Şu da bir okul zil’i. Biz sınıflara bu zille girer çıkardık. Mesela bir defin için hastane mezarlığına gittiğimizde bir bakarsınız ki yakındaki okullardan ders zili yerine müzik çalıyor. Okul yöneticileri, yahu arkadaş az ileride cenaze defnediliyor, hoca dua okuyor, biz onların dikkatlerini müzik çalarak dağıtmayalım. Bunun yerine zil çalalım diye düşünmeliler. Ama onlar bu inceliği düşünmeden müziklerle bu işi yapmaya devam ediyor.

Bakın bu bir posta kutusu, eskiden mektuplarımızı bu kutuya atardık. Şimdiki çocuklara bu kutuyu göstersek bilmez. Şu mektubu posta kutusuna at desek inanın mektup nedir bilmeyen birçok çocuk var. Bu eşyaları toplamakta ki en büyük neden, insanların geriye dönük hafızalarını tazelemek, anılarıyla yüzleşmek ve geçmişle bugün arasında köprü kurmaktır.”

Bina içinde dolaşmaya devam ediyoruz. Buharlı makineler, tarım aletleri, değirmen taşları, “hurdacıya gidip çer çöp olmasın düşüncesiyle ne bulduysam almaya çalışıyorum. Kaybolmasınlar, heder olmasınlar. Yapanlara saygı duymak lazım, bu makineleri yapanların emekleri var. Bu düşünceyle ne bulursan topluyorum. Bilmiyorum doğru mu yapıyorum, sanırım bu da benim hastalığım. Kimi ava gider, kimi balığa, kimi kahveye gider kimi nargile içer, herkesin farklı tercihleri var. Benim de tercihim bu.”

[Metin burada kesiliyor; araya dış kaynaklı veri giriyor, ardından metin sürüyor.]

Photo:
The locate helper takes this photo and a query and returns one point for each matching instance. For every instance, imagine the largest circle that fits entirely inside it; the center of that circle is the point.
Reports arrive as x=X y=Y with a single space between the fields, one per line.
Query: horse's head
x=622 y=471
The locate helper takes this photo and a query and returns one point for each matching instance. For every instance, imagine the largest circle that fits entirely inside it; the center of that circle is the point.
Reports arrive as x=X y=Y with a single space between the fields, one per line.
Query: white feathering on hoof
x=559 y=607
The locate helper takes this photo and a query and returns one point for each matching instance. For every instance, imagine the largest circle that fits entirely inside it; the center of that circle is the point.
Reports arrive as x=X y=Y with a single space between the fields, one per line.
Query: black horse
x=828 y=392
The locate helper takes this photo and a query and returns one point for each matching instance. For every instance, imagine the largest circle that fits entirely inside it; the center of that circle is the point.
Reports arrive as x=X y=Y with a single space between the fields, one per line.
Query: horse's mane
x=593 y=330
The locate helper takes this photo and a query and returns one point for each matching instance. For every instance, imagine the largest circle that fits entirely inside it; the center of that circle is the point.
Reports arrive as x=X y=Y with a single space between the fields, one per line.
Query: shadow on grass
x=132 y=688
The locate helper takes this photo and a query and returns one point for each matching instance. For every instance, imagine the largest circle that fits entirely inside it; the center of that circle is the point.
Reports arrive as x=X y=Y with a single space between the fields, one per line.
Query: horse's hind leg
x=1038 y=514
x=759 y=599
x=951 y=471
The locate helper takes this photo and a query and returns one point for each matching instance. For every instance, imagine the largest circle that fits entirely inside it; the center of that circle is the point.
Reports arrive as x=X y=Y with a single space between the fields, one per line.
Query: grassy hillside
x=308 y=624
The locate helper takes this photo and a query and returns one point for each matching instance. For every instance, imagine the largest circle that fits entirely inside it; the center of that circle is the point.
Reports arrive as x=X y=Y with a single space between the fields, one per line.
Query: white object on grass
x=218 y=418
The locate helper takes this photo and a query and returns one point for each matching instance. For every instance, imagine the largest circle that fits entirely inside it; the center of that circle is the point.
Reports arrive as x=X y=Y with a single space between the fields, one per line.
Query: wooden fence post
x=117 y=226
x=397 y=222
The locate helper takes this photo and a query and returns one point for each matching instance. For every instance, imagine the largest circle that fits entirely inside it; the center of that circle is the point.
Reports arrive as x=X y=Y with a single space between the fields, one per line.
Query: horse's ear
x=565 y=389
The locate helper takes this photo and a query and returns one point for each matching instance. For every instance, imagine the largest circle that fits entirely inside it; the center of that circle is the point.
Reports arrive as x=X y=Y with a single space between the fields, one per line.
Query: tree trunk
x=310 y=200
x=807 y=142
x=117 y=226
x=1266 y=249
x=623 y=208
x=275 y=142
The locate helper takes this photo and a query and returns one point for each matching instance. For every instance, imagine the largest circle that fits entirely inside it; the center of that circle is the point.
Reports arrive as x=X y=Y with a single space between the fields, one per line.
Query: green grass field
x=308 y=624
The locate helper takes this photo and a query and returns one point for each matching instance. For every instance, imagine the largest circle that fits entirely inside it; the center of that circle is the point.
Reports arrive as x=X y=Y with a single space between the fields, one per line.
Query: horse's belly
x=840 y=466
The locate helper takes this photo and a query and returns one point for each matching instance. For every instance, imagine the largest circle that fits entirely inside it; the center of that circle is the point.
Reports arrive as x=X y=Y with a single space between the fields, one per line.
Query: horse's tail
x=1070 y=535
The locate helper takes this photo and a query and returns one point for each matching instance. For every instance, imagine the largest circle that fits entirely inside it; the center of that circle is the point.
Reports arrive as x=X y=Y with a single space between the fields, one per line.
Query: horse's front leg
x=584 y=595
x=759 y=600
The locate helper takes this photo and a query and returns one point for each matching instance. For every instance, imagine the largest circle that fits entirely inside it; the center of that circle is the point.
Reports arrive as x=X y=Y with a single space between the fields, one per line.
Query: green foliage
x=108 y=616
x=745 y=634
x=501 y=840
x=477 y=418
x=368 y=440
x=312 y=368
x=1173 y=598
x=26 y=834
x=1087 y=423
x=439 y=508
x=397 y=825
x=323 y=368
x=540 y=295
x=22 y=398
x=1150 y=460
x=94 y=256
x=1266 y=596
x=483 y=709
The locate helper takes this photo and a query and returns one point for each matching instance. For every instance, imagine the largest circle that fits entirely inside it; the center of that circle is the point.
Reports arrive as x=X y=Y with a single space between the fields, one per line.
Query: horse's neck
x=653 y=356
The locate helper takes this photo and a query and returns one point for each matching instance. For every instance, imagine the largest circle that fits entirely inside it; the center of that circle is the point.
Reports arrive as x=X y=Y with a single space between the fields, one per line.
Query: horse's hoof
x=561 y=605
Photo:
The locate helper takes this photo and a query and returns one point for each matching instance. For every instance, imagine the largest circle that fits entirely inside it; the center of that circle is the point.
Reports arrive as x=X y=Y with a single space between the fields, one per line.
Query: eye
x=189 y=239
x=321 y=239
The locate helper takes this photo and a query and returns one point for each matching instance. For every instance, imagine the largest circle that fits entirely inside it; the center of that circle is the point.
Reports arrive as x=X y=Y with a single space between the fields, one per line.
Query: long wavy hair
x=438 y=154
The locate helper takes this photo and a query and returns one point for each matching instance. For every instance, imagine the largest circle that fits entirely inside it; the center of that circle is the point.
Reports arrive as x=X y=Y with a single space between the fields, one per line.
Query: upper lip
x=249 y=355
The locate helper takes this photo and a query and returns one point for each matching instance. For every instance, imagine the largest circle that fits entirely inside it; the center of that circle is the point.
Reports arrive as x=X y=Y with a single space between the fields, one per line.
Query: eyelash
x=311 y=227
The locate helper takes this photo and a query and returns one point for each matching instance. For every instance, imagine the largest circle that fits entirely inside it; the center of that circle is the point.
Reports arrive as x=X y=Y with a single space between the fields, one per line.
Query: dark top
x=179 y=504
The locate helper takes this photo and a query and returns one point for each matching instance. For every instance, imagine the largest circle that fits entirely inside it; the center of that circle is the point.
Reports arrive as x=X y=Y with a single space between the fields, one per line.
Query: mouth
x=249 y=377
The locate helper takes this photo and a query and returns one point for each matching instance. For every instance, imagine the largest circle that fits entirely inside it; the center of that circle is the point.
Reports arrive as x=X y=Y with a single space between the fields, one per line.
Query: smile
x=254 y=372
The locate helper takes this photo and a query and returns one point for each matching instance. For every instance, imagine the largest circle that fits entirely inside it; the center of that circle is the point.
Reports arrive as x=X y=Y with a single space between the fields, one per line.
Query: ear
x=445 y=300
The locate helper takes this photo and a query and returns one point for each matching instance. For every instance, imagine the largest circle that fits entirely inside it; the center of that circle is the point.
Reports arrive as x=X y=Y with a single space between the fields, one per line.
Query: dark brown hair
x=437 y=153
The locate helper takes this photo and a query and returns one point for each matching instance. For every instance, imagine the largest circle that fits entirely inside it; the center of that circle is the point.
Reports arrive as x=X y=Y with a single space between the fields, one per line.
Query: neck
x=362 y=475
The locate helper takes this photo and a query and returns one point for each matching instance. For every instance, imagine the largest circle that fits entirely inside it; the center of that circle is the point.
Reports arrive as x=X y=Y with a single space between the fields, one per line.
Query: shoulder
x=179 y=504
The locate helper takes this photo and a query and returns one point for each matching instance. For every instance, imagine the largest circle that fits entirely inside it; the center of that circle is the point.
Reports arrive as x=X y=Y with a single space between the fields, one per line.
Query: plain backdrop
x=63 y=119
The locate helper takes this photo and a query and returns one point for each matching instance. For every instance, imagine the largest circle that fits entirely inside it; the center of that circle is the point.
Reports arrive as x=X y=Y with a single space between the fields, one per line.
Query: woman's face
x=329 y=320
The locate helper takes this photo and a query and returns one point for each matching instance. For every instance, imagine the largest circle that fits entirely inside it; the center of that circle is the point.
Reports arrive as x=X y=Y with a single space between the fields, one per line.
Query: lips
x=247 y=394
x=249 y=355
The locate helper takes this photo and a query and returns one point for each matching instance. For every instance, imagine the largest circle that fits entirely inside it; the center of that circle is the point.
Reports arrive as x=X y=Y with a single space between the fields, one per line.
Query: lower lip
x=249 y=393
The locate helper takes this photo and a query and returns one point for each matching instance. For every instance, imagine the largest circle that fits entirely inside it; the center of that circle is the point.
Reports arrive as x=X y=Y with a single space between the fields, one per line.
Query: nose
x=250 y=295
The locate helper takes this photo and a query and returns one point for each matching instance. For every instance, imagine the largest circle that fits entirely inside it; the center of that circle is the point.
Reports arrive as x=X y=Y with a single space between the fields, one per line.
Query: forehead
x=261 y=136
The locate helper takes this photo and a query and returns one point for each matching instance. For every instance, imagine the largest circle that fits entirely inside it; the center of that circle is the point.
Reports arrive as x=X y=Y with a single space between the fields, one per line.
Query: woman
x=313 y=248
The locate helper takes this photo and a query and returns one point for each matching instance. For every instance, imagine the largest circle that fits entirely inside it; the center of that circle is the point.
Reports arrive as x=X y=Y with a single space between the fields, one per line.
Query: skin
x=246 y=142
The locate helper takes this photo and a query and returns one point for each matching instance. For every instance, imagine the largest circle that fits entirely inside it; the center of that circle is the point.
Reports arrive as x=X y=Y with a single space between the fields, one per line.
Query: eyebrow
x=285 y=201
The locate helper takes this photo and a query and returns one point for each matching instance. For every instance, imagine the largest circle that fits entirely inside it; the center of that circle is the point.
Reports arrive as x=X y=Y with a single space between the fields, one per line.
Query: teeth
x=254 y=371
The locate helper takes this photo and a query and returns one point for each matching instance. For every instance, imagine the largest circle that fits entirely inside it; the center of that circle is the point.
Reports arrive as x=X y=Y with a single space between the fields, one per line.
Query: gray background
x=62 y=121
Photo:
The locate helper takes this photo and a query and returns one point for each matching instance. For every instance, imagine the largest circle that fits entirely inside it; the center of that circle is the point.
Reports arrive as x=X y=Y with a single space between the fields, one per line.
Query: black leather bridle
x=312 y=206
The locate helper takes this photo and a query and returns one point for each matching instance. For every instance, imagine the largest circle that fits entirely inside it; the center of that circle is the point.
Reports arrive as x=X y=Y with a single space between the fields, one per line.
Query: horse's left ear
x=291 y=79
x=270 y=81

“Mesela binanın ön kısmına bir lokomotif koymak istiyorum. Bu iş için ayıracak çok fazla param yok ama nasıl üstesinden gelirim de bu lokomotifi alırım diye düşünüyorum. Sahibi benim müşterim o da bendeki malzemelerle takas etmek istiyor, ama ben malzemelerime kıyamıyorum. Kendisinin Dinar da vagon yenileme fabrikası var. Benim buradan bir çöp çıkarmaya gönlüm razı olmuyor, bir şey çıktığında üzülüyorum.” 

Böyle bir müzenin girişine de bir lokomotif yakışır diyorum. 

Abdullah Ezim, “Türkiye’nin en büyük lokomotif müzesi Selçuk’tan Aydın’a doğru giderken 5 kilometre sonra Çamlık diye bir yer var, Kuşadası’na gitmiyorsun, yukarı doğru çıkıyor, Aydın’a doğru ilerliyorsun Türkiye’nin en büyük lokomotif müzesi orada. Özel sektöründür. En iyi traktör müzesi Gelibolu’dadır.

İnşallah bu müze açıldığında Türkiye’nin en güzel mekanik müzesi İnegöl’de denir, İnegöl sadece mobilyası ile değil müzeleri ile de anılır dedim.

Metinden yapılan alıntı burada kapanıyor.